Tantangan Jangka Panjang dan Pengawasan
Meskipun porsi 20% telah menjadi amanat yang rutin terpenuhi setiap tahun sejak 2009, efektivitas penggunaan anggaran masih menjadi sorotan. Lembaga pemerhati anggaran mencatat bahwa kenaikan nominal anggaran pendidikan selama satu dekade terakhir belum selalu berbanding lurus dengan peningkatan kualitas output pendidikan, seperti skor Programme for International Student Assessment (PISA) Indonesia yang masih stagnan. Hal ini menuntut reformasi sistem perencanaan dan pelaporan yang lebih transparan, termasuk pemanfaatan teknologi digitalisasi manajemen dana pendidikan agar setiap rupiah dapat terlacak dan dipertanggungjawabkan.
Ke depan, Kementerian Keuangan bersama Kementerian Pendidikan berencana memperkuat koordinasi melalui tim pengendali pembangunan pendidikan terpadu.
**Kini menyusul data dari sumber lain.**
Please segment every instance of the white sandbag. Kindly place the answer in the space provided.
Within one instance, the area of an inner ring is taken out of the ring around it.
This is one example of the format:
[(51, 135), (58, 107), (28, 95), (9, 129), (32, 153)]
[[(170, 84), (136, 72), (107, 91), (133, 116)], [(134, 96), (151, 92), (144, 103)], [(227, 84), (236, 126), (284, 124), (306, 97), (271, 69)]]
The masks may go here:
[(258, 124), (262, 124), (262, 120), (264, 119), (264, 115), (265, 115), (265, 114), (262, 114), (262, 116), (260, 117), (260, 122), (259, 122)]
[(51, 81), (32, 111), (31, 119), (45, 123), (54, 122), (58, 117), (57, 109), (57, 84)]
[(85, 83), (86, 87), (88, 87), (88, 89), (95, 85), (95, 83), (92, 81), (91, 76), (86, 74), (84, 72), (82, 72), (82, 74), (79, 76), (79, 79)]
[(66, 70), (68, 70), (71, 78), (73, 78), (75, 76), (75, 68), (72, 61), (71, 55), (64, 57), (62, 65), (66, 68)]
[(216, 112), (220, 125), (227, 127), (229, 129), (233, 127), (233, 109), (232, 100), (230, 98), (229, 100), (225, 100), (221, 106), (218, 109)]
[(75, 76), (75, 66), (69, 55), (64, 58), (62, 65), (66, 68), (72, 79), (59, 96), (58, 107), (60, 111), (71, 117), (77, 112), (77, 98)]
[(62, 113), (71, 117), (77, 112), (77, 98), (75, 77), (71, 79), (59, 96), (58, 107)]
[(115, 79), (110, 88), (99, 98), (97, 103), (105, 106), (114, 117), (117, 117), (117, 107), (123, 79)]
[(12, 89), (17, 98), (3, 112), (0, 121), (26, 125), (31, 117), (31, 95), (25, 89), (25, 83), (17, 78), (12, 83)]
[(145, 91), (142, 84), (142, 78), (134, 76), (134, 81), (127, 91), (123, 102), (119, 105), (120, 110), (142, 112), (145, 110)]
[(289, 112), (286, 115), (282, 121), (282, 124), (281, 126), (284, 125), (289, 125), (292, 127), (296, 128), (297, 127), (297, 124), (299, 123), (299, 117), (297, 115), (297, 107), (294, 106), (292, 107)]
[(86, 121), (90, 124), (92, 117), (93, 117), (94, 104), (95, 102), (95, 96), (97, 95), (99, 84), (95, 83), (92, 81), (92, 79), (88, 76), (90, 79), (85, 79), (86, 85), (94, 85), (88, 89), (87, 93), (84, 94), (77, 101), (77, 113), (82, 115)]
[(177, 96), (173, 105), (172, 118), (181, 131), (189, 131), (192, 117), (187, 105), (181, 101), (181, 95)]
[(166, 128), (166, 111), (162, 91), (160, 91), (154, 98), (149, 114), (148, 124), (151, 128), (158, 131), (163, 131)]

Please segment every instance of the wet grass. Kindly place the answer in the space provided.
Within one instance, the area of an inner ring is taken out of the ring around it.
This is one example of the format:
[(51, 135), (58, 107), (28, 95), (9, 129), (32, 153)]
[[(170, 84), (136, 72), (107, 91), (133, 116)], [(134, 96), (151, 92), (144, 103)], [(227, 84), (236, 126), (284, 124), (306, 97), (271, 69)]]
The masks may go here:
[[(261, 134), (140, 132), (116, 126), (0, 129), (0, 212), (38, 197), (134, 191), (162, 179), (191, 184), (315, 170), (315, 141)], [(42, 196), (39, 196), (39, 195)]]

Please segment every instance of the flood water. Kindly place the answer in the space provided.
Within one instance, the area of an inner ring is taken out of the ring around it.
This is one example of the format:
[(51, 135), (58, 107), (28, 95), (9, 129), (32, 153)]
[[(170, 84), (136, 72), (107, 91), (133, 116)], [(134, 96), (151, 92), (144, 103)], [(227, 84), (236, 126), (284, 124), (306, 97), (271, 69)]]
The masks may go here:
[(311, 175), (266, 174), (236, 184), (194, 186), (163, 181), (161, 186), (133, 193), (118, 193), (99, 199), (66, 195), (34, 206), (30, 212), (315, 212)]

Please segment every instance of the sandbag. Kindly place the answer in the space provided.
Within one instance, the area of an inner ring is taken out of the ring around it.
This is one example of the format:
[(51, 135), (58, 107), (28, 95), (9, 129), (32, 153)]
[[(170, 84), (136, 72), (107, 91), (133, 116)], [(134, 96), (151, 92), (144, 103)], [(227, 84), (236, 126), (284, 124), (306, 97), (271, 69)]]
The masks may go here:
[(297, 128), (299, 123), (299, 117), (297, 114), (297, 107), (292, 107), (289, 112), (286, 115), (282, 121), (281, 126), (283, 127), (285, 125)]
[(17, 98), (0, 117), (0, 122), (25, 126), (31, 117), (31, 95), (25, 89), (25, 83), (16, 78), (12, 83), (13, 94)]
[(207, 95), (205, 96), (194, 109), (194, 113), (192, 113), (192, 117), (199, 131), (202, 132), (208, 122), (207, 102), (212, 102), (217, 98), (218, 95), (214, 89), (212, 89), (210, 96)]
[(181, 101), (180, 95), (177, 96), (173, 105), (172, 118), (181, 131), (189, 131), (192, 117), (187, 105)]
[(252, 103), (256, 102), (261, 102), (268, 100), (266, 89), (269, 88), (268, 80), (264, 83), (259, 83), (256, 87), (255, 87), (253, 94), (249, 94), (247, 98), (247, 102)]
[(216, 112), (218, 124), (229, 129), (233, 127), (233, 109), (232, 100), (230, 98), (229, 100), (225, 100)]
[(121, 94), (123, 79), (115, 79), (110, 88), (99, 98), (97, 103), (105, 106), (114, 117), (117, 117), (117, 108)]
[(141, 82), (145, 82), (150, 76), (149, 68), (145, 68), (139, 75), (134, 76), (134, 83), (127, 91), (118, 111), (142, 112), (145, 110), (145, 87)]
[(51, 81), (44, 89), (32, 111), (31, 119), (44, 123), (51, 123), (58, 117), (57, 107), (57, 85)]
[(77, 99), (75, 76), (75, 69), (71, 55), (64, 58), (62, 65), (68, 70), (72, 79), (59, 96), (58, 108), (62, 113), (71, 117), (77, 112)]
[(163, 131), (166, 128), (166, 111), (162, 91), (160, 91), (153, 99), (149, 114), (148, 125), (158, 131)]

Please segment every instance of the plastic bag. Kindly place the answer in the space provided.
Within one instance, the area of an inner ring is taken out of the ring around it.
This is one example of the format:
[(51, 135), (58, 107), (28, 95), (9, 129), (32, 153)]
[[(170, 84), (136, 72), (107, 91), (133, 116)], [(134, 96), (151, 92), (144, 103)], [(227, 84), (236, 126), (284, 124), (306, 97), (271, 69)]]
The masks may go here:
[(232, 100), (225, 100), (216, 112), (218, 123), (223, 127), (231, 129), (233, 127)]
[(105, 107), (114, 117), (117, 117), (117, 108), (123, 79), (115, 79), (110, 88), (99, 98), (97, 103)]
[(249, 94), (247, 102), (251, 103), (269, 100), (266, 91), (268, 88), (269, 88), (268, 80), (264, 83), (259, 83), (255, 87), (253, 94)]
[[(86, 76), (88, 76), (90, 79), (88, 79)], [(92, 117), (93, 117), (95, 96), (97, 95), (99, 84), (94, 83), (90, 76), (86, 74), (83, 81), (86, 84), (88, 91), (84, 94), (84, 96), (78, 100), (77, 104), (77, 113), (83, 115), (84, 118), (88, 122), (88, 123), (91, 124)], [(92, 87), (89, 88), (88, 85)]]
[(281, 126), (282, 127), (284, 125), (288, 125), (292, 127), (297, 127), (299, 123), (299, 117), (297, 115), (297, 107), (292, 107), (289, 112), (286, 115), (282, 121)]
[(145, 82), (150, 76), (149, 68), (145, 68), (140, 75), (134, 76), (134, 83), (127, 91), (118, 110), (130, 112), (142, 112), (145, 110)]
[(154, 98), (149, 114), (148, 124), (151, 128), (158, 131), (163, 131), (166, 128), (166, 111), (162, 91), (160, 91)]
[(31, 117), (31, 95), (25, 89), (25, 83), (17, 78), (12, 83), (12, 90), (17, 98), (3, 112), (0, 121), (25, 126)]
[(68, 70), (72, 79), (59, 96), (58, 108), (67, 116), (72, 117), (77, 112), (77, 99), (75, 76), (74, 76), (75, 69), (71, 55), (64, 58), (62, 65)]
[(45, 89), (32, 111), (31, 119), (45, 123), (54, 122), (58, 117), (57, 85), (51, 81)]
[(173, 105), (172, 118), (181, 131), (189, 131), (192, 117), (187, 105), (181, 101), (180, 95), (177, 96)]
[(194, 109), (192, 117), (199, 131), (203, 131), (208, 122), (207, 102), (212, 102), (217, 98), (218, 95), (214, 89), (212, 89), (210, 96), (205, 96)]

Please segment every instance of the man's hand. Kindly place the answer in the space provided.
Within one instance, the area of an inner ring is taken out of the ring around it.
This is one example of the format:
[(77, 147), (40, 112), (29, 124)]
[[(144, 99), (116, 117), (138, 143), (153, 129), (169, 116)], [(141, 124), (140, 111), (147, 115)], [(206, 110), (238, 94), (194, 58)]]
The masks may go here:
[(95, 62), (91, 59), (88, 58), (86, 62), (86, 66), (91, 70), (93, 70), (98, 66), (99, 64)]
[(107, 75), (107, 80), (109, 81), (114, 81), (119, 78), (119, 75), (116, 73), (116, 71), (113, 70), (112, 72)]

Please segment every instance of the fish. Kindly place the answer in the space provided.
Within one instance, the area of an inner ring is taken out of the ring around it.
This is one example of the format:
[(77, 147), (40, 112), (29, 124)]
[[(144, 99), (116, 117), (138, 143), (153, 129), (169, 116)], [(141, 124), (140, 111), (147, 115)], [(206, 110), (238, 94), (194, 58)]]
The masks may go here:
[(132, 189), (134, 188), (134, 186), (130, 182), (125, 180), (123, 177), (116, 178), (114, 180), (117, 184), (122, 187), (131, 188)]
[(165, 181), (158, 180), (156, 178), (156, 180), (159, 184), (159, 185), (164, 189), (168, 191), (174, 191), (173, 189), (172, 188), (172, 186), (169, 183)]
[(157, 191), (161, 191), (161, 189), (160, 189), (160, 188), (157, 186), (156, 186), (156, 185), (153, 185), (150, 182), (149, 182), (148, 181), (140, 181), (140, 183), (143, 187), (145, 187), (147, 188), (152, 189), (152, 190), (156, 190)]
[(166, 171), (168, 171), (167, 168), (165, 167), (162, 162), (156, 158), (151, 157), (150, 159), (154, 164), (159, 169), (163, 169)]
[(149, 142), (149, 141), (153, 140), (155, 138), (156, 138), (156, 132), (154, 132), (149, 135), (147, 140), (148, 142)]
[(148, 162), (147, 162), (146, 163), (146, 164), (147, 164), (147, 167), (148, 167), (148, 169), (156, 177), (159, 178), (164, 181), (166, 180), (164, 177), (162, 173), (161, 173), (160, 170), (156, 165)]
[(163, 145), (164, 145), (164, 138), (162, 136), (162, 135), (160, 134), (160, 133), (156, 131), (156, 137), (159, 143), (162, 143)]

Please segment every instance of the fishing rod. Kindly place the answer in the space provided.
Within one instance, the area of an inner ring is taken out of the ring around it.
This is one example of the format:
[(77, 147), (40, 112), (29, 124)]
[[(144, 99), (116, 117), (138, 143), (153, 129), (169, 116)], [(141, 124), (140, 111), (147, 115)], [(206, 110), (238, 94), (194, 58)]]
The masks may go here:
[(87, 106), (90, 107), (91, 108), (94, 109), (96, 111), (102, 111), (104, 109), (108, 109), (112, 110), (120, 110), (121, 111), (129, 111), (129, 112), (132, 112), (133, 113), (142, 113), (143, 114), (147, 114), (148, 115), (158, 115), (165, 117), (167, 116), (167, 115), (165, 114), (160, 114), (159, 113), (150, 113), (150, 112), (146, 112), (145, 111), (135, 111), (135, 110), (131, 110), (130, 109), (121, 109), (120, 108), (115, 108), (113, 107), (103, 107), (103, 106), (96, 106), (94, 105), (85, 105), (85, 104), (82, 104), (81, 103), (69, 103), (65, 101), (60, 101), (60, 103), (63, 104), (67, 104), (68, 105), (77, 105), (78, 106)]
Tim ini bertugas memastikan bahwa belanja pendidikan bukan hanya memenuhi kuantitas anggaran tetapi juga kualitas belanja, misalnya pengadaan laboratorium, perpustakaan digital, dan pelatihan guru berbasis teknologi terkini.
Dengan penegasan ini, pemerintah ingin menunjukkan bahwa anggaran pendidikan 20% bukan sekadar kewajiban legal-formal, melainkan investasi fundamental untuk membangun fondasi Indonesia yang lebih kompetitif. Di akhir sesi rapat, Purbaya menekankan bahwa kolaborasi antara pemerintah pusat, daerah, dan masyarakat menjadi kunci keberhasilan transformasi pendidikan nasional.